Alexis Razumovsky stood by her bedside, weeping. Overcome, as it seemed,

by his sorrow, another left the death-chamber of the empress, and rushed

to his horse, standing ready in the court below! This other was Count

Rasczinsky, the confidant of the empress.

The bells rang in St. Petersburg, the cannon roared; there were both joy

and sorrow in what the bells and cannon announced!

The Empress Elizabeth was dead; the Emperor Peter III. ascended the

throne of the czars as absolute ruler of the Russian realm. The first to

bow before him was his wife. With her son of five years old in her arms,

she had thrown herself upon her knees, and touching the floor with her

forehead, she had implored grace and love for herself and her son; and

Peter, raising her up, had presented her to the people as his empress.

In St. Petersburg the bells rang, the cannon thundered--"The empress is

dead, long live the emperor!"

Before the villa stopped a foam-covered steed, from which dismounted a

horseman, who knocked at the closed door. To the porter who looked out

from a sliding window he showed the written order of Elizabeth for his

admission. The porter opened the door, and with the loud cry, "Natalie,

Natalie!" the Count Rasczinsky rushed into the hall of the house.

The bells continued to ring, the cannon to thunder. There was great

rejoicing in St. Petersburg.

Issuing from the villa, Count Rasczinsky again mounted his foaming

steed.

Like a storm-wind swept he over the plain--but not toward St.

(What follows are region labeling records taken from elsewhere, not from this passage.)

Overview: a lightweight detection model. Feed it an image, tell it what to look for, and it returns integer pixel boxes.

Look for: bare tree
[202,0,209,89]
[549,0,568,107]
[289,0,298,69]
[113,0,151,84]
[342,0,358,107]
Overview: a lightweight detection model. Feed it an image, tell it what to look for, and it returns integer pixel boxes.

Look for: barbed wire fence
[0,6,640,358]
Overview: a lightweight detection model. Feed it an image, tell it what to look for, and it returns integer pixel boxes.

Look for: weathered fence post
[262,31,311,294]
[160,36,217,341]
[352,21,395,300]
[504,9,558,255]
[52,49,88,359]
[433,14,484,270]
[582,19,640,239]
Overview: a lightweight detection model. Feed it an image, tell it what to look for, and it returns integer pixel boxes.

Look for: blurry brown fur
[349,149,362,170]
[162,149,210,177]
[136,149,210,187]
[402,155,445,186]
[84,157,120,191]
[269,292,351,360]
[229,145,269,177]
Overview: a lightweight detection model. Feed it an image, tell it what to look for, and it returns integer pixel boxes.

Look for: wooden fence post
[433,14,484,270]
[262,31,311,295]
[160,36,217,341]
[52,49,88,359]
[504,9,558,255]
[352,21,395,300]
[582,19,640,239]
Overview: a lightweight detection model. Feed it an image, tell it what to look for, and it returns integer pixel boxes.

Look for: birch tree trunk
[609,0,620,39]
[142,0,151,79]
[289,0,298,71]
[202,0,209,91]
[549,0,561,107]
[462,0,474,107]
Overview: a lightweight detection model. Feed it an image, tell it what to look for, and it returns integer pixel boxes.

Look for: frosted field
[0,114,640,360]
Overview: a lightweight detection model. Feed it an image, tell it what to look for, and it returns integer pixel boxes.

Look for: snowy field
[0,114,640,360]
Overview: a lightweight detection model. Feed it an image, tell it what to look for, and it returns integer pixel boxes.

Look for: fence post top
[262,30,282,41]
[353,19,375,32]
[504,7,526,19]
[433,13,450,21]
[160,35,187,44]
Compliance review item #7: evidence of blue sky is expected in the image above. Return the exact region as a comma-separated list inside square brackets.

Petersburg, not toward the city where the people were saluting their new

emperor!

Away, away, far and wide in the distance, his horse bounded and panted,

bleeding with the spurs of his rider. Excited constantly to new speed,

he as constantly bounds onward.

Like a nocturnal spectre flies he through the desert waste; the

storm-wind drives him forward, it lifts the mantle that enwraps him like

a cloud, and under that mantle is seen an angel-face, the smile of a

delicate little girl, two tender childish arms clasping the form of

the count, a slight elfish form tremblingly reposing upon the count's

breast.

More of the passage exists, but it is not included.